Par The Daily Nines Editorial Rédaction16 avril 20263 min de lecture
La Corée du Sud et le Vietnam se préparent à des pourparlers historiques à HanoïNoir et blanc

HANOÏ — Un engagement diplomatique majeur est prévu la semaine prochaine alors que les dirigeants de la Corée du Sud et du Vietnam s'apprêtent à se réunir à Hanoï, un développement qui devrait consolider davantage le partenariat stratégique naissant entre ces deux nations asiatiques de premier plan. Ces pourparlers de haut niveau devraient souligner un engagement croissant en faveur de la coopération économique et de la stabilité régionale, dans un contexte d'incertitudes mondiales croissantes.

Des sources proches des préparatifs, comme initialement rapporté par Reuters, indiquent que le président vietnamien To Lam accueillera son homologue sud-coréen, Lee Jae Myung, dans la capitale vietnamienne. Bien que les points spécifiques de l'ordre du jour restent confidentiels, les discussions devraient couvrir un large éventail d'intérêts bilatéraux, allant du renforcement des flux commerciaux et d'investissement à l'amélioration de la collaboration dans les chaînes d'approvisionnement critiques et les secteurs des technologies de pointe. Cette rencontre s'inscrit dans la trajectoire de relations de plus en plus solides entre Séoul et Hanoï, faisant du Vietnam un partenaire essentiel dans la stratégie d'engagement plus large de la Corée du Sud avec l'Asie du Sud-Est.

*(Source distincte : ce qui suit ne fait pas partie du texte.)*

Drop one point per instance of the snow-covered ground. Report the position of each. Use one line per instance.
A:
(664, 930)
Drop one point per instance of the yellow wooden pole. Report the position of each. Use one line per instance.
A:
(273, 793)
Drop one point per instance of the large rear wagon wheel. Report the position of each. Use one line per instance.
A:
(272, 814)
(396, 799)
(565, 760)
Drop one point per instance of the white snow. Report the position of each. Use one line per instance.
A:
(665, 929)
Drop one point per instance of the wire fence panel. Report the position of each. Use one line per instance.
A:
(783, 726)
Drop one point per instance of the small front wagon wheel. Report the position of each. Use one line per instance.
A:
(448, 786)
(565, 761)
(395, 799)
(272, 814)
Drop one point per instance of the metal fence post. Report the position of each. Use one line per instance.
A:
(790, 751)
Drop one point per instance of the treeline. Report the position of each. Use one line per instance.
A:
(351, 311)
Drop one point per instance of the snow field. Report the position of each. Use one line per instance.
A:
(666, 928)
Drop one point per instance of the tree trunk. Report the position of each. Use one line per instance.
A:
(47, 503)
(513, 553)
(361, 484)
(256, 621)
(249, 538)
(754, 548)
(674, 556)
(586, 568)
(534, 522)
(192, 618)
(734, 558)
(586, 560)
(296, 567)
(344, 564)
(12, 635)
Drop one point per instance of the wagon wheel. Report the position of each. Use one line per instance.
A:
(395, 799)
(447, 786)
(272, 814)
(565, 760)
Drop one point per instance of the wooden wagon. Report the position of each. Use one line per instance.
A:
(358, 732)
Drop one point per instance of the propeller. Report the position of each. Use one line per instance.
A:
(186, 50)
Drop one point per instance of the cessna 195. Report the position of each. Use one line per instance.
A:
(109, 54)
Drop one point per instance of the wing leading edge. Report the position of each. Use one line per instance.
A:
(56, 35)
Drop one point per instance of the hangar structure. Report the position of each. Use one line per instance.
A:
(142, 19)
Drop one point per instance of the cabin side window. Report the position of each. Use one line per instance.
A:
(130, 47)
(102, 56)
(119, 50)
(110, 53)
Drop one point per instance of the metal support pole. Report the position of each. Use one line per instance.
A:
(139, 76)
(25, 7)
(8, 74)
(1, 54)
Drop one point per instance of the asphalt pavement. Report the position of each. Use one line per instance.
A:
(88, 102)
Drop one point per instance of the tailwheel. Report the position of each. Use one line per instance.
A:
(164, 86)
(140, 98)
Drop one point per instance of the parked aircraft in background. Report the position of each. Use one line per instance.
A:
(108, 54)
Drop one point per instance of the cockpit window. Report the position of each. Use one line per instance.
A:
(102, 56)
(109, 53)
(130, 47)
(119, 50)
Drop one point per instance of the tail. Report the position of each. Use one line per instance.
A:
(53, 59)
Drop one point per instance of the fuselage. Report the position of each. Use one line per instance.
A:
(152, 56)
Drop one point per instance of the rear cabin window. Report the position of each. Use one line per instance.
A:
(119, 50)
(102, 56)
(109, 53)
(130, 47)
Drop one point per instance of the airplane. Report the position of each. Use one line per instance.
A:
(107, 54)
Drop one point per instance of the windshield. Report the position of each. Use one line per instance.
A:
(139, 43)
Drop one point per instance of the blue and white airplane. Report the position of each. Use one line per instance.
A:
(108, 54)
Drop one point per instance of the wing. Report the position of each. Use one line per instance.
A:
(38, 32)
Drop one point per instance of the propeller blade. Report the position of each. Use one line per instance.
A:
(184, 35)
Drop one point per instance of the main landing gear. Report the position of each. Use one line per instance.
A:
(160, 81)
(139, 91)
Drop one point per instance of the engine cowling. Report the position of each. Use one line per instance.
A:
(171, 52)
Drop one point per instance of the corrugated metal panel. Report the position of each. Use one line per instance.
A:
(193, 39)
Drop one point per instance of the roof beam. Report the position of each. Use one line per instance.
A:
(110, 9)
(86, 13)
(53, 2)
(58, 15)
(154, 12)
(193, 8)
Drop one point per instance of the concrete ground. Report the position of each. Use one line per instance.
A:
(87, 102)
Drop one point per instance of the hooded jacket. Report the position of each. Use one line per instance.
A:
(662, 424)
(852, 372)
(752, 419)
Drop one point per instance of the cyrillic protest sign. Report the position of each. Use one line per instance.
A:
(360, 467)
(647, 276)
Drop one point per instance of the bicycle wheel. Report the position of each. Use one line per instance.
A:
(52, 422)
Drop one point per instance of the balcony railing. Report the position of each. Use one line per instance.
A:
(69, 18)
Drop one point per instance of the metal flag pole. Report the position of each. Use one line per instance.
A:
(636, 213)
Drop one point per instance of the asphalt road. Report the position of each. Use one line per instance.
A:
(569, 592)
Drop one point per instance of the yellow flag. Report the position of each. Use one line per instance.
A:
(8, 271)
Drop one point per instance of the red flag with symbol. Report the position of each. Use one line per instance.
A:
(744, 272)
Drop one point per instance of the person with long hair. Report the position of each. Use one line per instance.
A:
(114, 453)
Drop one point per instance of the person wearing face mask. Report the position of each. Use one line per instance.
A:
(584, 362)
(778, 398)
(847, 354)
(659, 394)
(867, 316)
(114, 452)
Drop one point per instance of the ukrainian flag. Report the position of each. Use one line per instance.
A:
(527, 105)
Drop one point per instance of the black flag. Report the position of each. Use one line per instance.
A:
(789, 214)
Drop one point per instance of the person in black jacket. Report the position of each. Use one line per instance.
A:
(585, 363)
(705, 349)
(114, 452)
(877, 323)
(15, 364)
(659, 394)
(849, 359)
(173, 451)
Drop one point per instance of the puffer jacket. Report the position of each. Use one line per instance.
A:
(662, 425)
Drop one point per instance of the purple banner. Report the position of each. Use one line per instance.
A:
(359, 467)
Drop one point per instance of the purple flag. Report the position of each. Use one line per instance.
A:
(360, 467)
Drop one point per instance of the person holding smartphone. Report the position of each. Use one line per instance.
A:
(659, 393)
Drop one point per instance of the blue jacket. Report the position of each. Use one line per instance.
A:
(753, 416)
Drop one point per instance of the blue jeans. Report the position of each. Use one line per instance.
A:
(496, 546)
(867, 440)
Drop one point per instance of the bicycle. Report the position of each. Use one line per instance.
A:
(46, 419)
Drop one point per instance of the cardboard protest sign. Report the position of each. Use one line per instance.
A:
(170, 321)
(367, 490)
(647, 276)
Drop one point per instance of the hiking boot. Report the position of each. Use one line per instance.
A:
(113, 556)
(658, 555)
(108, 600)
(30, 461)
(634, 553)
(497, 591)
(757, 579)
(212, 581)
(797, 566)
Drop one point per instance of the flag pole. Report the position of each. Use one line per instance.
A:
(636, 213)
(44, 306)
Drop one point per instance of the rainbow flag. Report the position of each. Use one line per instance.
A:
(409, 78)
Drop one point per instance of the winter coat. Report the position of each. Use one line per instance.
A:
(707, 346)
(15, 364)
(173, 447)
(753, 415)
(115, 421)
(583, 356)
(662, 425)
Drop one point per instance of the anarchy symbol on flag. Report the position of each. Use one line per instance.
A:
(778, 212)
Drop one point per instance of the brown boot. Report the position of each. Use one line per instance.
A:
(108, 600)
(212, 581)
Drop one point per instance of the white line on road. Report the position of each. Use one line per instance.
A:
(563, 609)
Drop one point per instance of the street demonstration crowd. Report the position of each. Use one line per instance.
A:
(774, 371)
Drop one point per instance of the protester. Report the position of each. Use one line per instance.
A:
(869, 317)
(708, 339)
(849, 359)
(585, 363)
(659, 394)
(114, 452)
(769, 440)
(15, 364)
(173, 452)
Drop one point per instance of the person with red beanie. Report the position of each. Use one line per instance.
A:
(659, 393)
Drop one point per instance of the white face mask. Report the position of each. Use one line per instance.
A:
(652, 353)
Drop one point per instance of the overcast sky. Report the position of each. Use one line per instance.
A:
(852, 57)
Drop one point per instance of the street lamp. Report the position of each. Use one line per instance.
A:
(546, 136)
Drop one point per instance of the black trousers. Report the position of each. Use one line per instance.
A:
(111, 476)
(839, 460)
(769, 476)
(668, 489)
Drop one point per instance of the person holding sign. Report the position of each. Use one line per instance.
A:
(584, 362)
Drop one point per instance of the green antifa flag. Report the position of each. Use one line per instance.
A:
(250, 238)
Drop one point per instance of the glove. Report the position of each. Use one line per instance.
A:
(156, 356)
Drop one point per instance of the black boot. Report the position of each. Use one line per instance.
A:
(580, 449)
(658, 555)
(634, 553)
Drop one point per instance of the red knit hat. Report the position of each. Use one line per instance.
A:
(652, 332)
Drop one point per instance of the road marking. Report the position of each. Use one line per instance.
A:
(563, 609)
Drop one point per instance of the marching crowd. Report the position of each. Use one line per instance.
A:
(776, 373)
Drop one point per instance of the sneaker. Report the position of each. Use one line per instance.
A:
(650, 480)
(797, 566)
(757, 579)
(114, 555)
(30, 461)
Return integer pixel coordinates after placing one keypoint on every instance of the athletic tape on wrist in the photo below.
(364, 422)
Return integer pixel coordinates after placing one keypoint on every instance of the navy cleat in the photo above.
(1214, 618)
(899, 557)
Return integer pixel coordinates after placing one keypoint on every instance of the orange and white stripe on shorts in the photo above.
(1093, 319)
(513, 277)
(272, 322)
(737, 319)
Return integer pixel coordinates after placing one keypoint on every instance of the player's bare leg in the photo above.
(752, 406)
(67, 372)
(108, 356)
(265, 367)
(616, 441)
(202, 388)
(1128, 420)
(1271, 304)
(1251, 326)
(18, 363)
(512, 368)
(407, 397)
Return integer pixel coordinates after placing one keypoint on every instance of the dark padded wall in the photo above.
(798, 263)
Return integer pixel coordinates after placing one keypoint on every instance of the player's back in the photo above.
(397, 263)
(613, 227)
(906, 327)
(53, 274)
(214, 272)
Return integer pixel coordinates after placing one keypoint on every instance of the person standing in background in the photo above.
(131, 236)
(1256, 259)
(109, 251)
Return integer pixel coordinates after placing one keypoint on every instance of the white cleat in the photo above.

Depuis des décennies, la Corée du Sud s'est imposée comme un investisseur de premier plan au Vietnam, y injectant des milliards dans la fabrication, les infrastructures et la technologie. Cette synergie économique a transformé le Vietnam en un pôle de production crucial pour de nombreux conglomérats sud-coréens, générant d'importantes créations d'emplois et des transferts technologiques. Le prochain sommet devrait examiner attentivement les voies de diversification de ces investissements et l'exploration de nouveaux domaines de croissance, tels que l'énergie verte et la transformation numérique, en accord avec les objectifs de développement à long terme des deux nations.

Historiquement, la relation entre les deux pays a considérablement évolué depuis la normalisation des liens diplomatiques en 1992. Ce qui a commencé comme un rapprochement prudent s'est épanoui en un partenariat stratégique global, renforcé par des ambitions économiques partagées et un intérêt mutuel à maintenir une région Indo-Pacifique stable et prospère. Le Vietnam, avec son économie en rapide expansion et sa position géopolitique stratégique, a activement cherché à diversifier ses partenariats internationaux, réduisant sa dépendance à l'égard d'une seule puissance tout en maximisant les opportunités de croissance. La Corée du Sud, à son tour, considère le Vietnam comme une pierre angulaire de sa « Nouvelle Politique du Sud », une initiative visant à étendre son influence et son empreinte économique à travers les nations de l'ASEAN et l'Inde.

Les observateurs suggèrent que la réunion abordera également les préoccupations de sécurité régionale, bien que probablement de manière diplomatique et discrète. Les deux nations partagent un intérêt pour un ordre international fondé sur des règles et la liberté de navigation, des sujets qui reviennent fréquemment dans les discussions de haut niveau au sein de la région. Le dialogue des dirigeants offrira l'occasion de réitérer leur engagement envers le multilatéralisme et d'explorer de potentielles initiatives conjointes pour relever les défis transnationaux.

L'issue de ces délibérations est très attendue par les milieux d'affaires et les décideurs politiques. Le sommet est plus qu'un échange cérémoniel ; il représente un ajustement stratégique des engagements futurs, visant à élever le partenariat à de nouveaux sommets. Alors que le paysage économique mondial continue de se transformer, le renforcement des alliances entre des économies dynamiques comme la Corée du Sud et le Vietnam devient de plus en plus crucial pour une croissance durable et la résilience régionale.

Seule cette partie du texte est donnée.